Cet été, l’actualité a été marquée par l’incendie qui a ravagé le département de l’Aude. L’occasion de reparler du grand précédent landais de 1949…

Le terrible incendie estival de Ribaute, dans l’Aude, a fait rappeler cet été aux grands médias qu’il fallait remonter à 1949 pour retrouver trace de pareil sinistre dans l’Hexagone, référence à l’incendie parti de la commune girondine de Saucats et qui, entre le 19 et le 25 août, avait détruit plus de 50.000 hectares de forêt et tué plus de 80 personnes.

Mais cet été meurtrier de 1949 avait commencé un bon mois plus tôt, encouragé par la sécheresse et le manque d’entretien du massif landais au sortir de la guerre. Dès la mi-juillet, Sud-Ouest parle de 8.000 hectares de landes et de pins brûlés dans la zone de Pissos, Sabres, Trensacq, Sore, Luxey et Labrit : « Tout le personnel de la défense contre les incendies de forêts, ainsi que les troupes aéroportées de Pau, Mont-de-Marsan, Tarbes, la marine de Mimizan, l’aviation de Cazaux et de Mont-de-Marsan, aidés par la population civile, ont accompli avec un admirable dévouement les opérations de sauvetage ». Le feu est parti d’une charbonnière.
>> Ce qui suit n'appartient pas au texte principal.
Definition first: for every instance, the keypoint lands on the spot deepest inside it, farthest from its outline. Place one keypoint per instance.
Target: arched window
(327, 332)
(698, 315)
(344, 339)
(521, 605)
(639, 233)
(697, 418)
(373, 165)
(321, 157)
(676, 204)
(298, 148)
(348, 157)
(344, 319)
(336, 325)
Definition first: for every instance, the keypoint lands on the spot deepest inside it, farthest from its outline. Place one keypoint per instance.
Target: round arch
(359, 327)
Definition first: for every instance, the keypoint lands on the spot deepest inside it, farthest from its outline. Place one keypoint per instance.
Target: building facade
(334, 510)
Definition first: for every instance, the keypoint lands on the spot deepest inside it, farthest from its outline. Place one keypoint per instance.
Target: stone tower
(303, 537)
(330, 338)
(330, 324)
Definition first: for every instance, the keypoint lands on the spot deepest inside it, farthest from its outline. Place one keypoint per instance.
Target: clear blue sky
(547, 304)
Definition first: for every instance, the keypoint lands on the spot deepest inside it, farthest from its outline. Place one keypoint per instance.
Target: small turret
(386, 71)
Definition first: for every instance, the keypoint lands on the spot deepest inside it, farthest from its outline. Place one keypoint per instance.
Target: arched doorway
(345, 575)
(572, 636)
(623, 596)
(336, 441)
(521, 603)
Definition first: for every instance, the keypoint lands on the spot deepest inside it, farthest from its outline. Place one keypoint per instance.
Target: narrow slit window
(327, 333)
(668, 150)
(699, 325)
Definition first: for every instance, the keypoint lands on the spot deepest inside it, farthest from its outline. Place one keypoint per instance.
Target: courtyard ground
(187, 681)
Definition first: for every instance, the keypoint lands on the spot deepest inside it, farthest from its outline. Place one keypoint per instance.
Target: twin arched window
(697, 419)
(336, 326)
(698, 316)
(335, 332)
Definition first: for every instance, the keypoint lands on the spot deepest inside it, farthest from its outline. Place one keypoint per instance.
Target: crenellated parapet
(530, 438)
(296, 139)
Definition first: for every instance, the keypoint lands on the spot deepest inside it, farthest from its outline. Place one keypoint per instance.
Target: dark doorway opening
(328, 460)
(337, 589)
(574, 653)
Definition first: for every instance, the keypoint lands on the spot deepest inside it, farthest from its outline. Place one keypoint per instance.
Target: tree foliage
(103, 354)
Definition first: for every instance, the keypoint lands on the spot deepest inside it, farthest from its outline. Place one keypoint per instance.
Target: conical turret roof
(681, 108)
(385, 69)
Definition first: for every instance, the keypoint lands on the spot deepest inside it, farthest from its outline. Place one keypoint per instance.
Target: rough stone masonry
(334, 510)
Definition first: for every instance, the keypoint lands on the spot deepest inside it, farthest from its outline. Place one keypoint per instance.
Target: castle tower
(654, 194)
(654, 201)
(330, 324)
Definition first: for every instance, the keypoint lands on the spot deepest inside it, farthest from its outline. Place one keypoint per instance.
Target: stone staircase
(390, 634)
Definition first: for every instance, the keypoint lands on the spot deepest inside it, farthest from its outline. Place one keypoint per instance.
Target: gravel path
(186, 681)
Le quotidien ajoute que « l’étendue des landes rases brûlées est beaucoup plus importante que les parcelles boisées détruites, car le foyer s’est développé en grande partie sur l’emplacement des anciens incendies de 1945 et 1946 ».

Dès lors, le journal se lancera dans une longue litanie de départs de feux. Fin juillet, 12 hectares brûlent par exemple entre Uza et Lévignacq. Le 2 août, le journal évoque plusieurs foyers du côté de Linxe, ainsi que l’arrestation de deux suspects. Le caractère déjà exceptionnel de la situation pousse le député des Landes, M. Lamarque-Cando, à solliciter le ministère de l’agriculture au sujet de la vente des bois brûlés. Il milite en outre auprès du ministre pour la mise en place d’un système de grands pare-feux.

La une du quotidien régional Sud-Ouest le 17 août 1949.
La une du quotidien régional Sud-Ouest le 17 août 1949.

De la Gironde aux Landes

Le 12 août, Sud-Ouest titre sur la recrudescence des incendies de forêt, mentionnant 7 nouveaux départs de feux, dont un qui semble inquiéter vers Saint-Geours-de-Maremne, et d’autres sur les routes de Dax à Castets et de Castets à Uza. Le 13, le journal annonce la destruction de 2.000 hectares autour de Castets : « Le pourtour du sinistre peut être évalué à 70 et 80 kilomètres et s’amplifie toujours. La moitié de la forêt de Castets, pins gemmés et coupes, est détruite », écrit Alex Cazalis.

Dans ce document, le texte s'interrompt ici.